15 September 2009

Khawatir Madihin Diklaim Malaysia


BANJARMASIN, banjarmasinpst.co.id - MADIHIN, seni tradisional Banjar perlu selalu dijaga agar tak seperti Tari Pendet, Lagu Rasa Sayange dan Kain Batik yang diklaim Malaysia sebagai budaya mereka.

Untuk itu seniman Kalsel meminta kepada pemprov setempat agar secepatnya menginventarisir budaya Banjar yang saat ini masih eksis.

Sebab kalau tidak secepatnya dipatenkan, budaya Banjar yang banyak kesamaan dengan budaya Melayu, dikhawatirkan juga akan diklaim sebagai budaya negara lain.

Sebagai contoh Tari Japin, Tari Baksa Kembang dan Madihin yang kini masih digemari dan tetap eksis. Bahkan, Madihin, salah satu seni yang hingga kini sangat merakyat dan dapat dijadikan sebagai media yang cukup efektif, juga dikhawatirkan akan diklaim negara serumpun, Malaysia.

H John Tralala dari Kelompok Madihin Kocak, menjelaskan, Madihin merupakan salah satu seni Melayu yang berkembang pada zaman kerajaan Banjar. Fungsinya, sebagai syiar Islam maupun memberikan petuah pada anak atau orang dewasa.

Seiring perkembangan zaman, ujar pemilik nama H Yusran Effendi ini, Madihin ada yang tetap di jalur pakem dan ada juga yang dibumbui dengan kalimatkalimat jenaka yang menggelitik.

“Ini tidak lain untuk membuat suasana menjadi lebih hidup dan penonton yang mendengarkan akan tertawa geli,” ujar kelahiran Banjarmasin, 13 Juni 1959 ini.

Diutarakan pensiunan PNS Diknas Kalsel ini, ketertarikannya pada seni Madihin ini sendiri tidak lain agar budaya Banjar bisa tetap lestari hingga ke generasi berikutnya.

“Saya melakoni Madihin mulai 1982. Dan pada 1994 berhasil menjadi juara lawak tingkat nasional di Jakarta, penyelenggaranya waktu itu adalah RRI dan TVRI,” kenangnya.

Setelah keberhasilannya di ajang nasional tersebut, John mantap melakoni Madihin sebagai profesi baru.
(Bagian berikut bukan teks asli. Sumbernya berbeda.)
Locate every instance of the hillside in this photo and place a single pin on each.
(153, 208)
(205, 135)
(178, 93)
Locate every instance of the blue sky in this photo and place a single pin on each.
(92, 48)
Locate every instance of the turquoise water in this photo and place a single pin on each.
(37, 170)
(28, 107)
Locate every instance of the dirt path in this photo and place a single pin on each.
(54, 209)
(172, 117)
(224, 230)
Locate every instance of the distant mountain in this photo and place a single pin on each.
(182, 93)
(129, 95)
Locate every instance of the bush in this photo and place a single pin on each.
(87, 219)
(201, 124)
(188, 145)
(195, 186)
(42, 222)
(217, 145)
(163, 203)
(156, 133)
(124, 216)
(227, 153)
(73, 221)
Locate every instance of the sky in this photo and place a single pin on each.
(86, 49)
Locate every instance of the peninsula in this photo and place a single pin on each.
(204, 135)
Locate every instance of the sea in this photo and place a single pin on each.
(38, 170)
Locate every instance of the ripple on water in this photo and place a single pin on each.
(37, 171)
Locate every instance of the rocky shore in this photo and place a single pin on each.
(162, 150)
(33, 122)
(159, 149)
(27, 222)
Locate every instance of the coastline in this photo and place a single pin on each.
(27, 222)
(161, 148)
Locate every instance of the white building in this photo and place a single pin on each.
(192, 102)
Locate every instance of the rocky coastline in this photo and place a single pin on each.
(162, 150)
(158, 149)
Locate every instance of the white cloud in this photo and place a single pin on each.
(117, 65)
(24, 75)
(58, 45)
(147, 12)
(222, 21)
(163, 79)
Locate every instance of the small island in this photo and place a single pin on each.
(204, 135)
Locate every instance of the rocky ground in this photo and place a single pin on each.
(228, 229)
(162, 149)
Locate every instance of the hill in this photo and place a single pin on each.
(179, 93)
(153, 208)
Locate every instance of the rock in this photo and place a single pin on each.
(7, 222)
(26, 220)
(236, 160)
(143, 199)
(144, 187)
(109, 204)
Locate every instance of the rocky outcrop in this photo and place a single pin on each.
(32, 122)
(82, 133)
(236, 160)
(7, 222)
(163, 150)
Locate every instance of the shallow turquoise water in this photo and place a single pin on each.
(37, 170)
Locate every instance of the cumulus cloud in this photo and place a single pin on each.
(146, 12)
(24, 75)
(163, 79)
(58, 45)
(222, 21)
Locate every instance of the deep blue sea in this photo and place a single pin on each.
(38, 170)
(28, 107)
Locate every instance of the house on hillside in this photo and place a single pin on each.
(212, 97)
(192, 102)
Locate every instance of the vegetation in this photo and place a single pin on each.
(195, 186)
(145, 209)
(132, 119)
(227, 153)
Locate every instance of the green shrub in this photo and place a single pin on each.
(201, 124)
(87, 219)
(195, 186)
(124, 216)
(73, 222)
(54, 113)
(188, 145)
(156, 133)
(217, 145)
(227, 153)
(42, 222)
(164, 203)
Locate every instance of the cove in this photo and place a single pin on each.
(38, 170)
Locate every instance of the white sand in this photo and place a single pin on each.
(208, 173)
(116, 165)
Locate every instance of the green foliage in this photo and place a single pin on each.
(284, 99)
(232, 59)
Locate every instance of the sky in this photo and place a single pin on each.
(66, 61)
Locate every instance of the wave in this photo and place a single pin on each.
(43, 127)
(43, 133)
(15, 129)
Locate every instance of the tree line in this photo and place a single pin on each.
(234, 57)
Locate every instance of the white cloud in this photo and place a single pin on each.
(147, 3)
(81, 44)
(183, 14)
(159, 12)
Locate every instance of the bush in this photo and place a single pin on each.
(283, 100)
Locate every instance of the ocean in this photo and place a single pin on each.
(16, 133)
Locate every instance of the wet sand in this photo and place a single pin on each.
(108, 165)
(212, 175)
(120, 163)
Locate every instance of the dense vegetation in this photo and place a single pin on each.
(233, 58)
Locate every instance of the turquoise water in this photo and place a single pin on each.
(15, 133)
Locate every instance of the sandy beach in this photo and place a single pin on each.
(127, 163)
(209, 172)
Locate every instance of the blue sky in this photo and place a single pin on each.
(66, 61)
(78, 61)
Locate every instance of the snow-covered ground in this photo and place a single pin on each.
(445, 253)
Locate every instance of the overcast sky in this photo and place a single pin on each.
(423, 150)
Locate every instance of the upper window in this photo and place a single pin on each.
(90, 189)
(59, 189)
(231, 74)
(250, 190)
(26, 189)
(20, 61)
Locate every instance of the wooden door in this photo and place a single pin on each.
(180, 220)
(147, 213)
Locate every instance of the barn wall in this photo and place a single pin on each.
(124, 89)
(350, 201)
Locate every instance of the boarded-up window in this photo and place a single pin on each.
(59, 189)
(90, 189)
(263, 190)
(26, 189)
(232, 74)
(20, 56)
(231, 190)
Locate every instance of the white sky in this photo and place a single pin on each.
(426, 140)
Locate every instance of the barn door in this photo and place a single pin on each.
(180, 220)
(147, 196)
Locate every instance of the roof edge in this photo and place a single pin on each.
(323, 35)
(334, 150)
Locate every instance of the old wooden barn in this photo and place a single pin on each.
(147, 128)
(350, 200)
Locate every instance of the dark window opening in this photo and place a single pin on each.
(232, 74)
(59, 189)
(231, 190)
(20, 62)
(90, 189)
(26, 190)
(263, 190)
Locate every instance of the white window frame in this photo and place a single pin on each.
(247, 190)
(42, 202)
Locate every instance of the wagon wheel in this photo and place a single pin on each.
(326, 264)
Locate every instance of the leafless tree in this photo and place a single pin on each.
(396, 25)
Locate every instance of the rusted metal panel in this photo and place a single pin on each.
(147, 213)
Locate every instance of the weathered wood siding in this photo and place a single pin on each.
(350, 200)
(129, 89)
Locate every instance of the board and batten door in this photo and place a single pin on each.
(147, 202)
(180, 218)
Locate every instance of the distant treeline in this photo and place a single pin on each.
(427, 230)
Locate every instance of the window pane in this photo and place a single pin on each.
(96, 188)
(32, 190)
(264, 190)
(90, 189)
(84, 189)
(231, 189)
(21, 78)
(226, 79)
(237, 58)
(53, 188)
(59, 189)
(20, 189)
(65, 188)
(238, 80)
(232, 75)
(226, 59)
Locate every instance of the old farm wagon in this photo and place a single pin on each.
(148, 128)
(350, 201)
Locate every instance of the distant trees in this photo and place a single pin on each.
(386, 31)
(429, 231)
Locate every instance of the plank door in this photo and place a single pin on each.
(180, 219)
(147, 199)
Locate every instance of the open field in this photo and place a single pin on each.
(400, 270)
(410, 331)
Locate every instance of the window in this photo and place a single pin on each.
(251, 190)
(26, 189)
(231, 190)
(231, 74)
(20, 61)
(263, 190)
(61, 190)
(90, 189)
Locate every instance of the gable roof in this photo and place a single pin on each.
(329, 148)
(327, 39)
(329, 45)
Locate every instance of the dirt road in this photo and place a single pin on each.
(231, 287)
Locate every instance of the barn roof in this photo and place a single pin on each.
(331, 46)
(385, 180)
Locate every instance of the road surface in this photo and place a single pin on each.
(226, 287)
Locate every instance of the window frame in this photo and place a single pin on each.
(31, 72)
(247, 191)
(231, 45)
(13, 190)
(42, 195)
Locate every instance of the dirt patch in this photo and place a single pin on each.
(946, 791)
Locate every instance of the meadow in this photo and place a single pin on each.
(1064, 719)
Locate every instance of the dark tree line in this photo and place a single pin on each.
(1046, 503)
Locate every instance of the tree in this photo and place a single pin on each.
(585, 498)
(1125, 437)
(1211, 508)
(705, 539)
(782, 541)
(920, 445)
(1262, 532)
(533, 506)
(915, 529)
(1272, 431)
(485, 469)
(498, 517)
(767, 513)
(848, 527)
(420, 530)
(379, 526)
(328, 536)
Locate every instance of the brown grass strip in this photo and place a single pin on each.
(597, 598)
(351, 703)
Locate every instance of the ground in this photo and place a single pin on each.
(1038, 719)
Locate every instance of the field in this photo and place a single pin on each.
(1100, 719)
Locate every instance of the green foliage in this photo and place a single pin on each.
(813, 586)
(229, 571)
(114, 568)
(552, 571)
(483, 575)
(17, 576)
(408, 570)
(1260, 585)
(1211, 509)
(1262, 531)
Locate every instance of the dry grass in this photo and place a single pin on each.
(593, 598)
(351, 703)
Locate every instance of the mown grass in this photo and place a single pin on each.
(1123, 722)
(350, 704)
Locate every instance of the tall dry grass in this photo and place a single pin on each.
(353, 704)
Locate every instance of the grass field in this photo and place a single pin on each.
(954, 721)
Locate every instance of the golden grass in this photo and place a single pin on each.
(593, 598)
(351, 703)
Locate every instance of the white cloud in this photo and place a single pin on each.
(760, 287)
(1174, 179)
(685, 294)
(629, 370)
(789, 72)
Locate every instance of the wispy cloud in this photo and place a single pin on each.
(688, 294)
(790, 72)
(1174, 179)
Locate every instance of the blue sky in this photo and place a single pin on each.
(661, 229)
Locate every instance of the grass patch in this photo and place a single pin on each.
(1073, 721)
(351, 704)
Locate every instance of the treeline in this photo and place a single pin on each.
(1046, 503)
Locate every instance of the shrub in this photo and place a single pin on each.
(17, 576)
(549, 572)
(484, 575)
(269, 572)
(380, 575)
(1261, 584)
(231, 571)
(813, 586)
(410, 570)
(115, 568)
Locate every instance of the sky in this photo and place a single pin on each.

Dan hingga kini Madihin versi H John Tralala tetap eksis hingga menelorkan generasi penerusnya.

“Tahun 1986 lahir generasi penerus saya. Dia tidak lain adalah anak sendiri, Hendra. Mulai 1990 saya dan Hendra berpasangan ketika tampil,” tuturnya.

Namun demikian besan H Jumrianoor, pengusaha asal Kapuas, Kalteng ini, merasa khawatir keberadaan Madihin. Pasalnya hingga kini salah satu seni budaya Kalsel itu belum dipatenkan.

“Saya berharap untuk mengantisipasi hal-hal yang tidak diinginkan, maka sudah seharusnya pemerintah mempatenkan seni Madihin,” pintanya. Lebih lanjut John mengemukakan, tidak hanya Madihin yang harus dipatenkan. Namun masih ada beberapa seni tradisional Kalsel yang harus secepatnya dilindungi.

“Cukup sudah pengalaman yang ada. Jangan sampai seni budaya Kalsel juga bernasib sama dengan Tari Pendet, Lagu Rasa Sayange dan Kain Batik,” pungkas pria bertubuh gempal ini. (ari).